Apakah Orangtua Paham Bahwa Membandingkan Anak Mereka Dengan Anak Orang Lain Sama Saja Menyakiti Hati Anak-Anak Mereka?

Jangan pernah membandingkan anak-anakmu, Pak, Bu. Pernahkah melihat kesepian yang aneh yang dirasakan seorang anak perempuan seperti saya, yang terlahir sebagai cucu perempuan pertama dari kedua belah pihak keluarga besar ayah maupun ibu saya? Kesepian yang memicu rasa iri yang tumbuh saat saya berusia remaja, ketika itu saya mempunyai empat orang teman yang mereka semua adalah sepupu satu sama lain, kami semua sebaya, mereka semua tinggal di kota yang sama dan juga bersekolah di sekolah yang sama dengan saya. Saya sering melihat mereka seru-seruan bersama, main bersama, belanja bersama, merayakan pesta ulangtahun bersama, liburan bersama bahkan megadakan acara arisan bersama. Kehidupan mereka adalah kehidupan yang tak pernah terjadi dalam hidup saya, seharusnya apapun kehidupan saya, sudah seharusnya bersyukur bisa hidup sepanjang dan semudah ini, meski tidak memiliki saudara perempuan yang sebaya dengan saya yang bisa saya ajak untuk cerita, pergi, atau bersenang-senang bersama.

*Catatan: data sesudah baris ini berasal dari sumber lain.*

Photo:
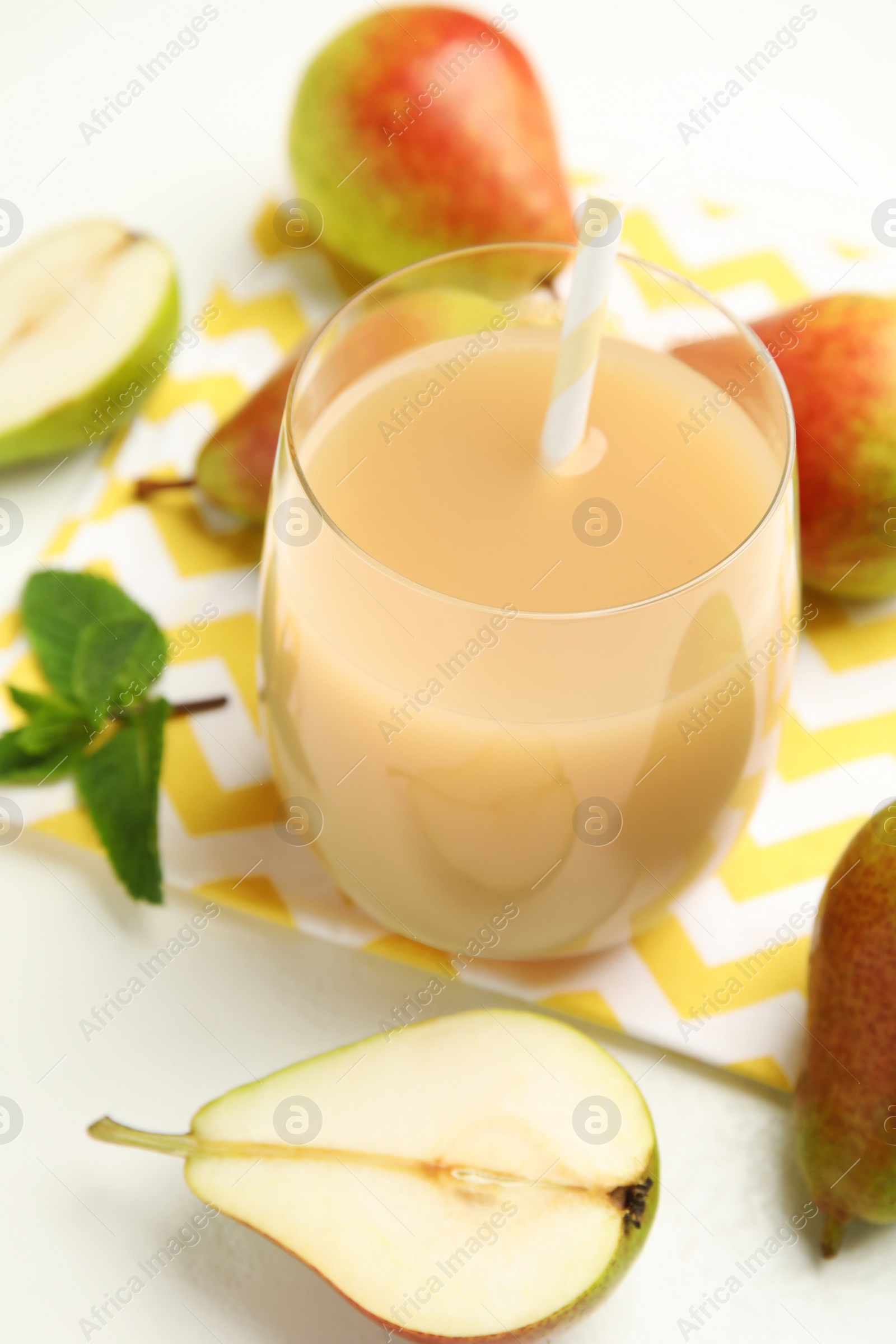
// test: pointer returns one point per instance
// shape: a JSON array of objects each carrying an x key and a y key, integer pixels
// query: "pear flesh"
[
  {"x": 470, "y": 1178},
  {"x": 82, "y": 308}
]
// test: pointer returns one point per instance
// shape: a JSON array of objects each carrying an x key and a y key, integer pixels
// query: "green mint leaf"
[
  {"x": 119, "y": 784},
  {"x": 53, "y": 724},
  {"x": 21, "y": 767},
  {"x": 116, "y": 663},
  {"x": 27, "y": 701},
  {"x": 74, "y": 622}
]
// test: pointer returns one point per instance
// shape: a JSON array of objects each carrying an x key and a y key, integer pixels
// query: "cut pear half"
[
  {"x": 86, "y": 312},
  {"x": 480, "y": 1177}
]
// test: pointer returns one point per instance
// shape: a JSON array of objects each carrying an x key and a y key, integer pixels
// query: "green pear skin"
[
  {"x": 846, "y": 1100},
  {"x": 73, "y": 424}
]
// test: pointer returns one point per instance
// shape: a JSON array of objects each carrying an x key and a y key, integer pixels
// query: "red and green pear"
[
  {"x": 846, "y": 1100},
  {"x": 422, "y": 131},
  {"x": 840, "y": 368}
]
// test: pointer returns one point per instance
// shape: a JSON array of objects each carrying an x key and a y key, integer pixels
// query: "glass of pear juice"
[{"x": 517, "y": 709}]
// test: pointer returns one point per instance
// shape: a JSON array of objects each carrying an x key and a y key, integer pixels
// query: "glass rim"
[{"x": 484, "y": 249}]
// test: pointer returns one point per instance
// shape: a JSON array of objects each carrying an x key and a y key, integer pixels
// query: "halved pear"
[
  {"x": 479, "y": 1177},
  {"x": 86, "y": 312}
]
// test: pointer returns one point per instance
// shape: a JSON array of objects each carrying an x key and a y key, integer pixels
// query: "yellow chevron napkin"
[{"x": 723, "y": 978}]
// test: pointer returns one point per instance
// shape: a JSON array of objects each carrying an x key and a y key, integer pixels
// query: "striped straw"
[{"x": 598, "y": 225}]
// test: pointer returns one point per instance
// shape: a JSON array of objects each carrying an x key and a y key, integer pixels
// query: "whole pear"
[
  {"x": 237, "y": 461},
  {"x": 839, "y": 361},
  {"x": 846, "y": 1100},
  {"x": 423, "y": 129}
]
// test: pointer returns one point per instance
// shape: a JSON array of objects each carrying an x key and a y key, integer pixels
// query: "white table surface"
[{"x": 251, "y": 998}]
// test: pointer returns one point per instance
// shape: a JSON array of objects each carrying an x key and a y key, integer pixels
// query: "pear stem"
[
  {"x": 110, "y": 1132},
  {"x": 191, "y": 1146},
  {"x": 832, "y": 1235}
]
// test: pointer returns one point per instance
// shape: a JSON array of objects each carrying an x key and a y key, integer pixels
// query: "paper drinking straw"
[{"x": 598, "y": 225}]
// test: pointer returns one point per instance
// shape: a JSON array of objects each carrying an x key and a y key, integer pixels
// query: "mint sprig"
[{"x": 100, "y": 654}]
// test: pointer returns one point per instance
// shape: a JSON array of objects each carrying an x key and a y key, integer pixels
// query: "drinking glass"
[{"x": 584, "y": 768}]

Masih cerita dari orang yang sama, ia justru memiliki saudara sepupu yang sebaya dengannya dan berujung pada perbandingan yang tiada habisnya. Sebab, kelebihan sepupunya lebih terlihat di mata kedua orangtuanya dibandingkan ia yang sebagai anak kandung mereka sendiri.  Ia tidak menyukai situasi dimana justru sepuu yang sebaya dengannya justru menjadi alat yang bisa  dibandingkan dengannya.

Terima kasih sudah memilih saya sebagai tempat bercerita, cerita yang meluncur di bibirmu pada sepagi itu, pada asap-asap yang mengepul di atas mangkuk sotomu. Terima kasih sudah membawakan saya banyak pelajaran, juga untuk semua yang menyediakan waktunya untuk membaca tulisan ini.

“Aku sudah ingin mengakhiri hidup sejak tiga tahun yang lalu.” Katamu.

Saya harap kamu bertahan, apapun kondisi kamu, kenapa tak coba pikirkan hal yang lebih buruk yang dialami orang lain? Cara sederhana untuk menanam kembali semangat dalam diri. Kamu diberi kesempatan hidup, kamu bisa melakukan sesuatu yang berarti dalam hidup kamu untuk kamu buktikan pada dirimu sendiri, bahwa kamu pantas untuk hidup. Cara sederhana lainnya adalah pikirkan tentang kematian. Apa kematian itu enak? Tentu menyakitkan! Kamu tidak bisa melakukan usaha apapun lagi, hanya bisa mengandalkan doa-doa dari orang yang tulus menyayangi kamu! Jadi, tetaplah hidup! Semoga kamu membaca ini, ya.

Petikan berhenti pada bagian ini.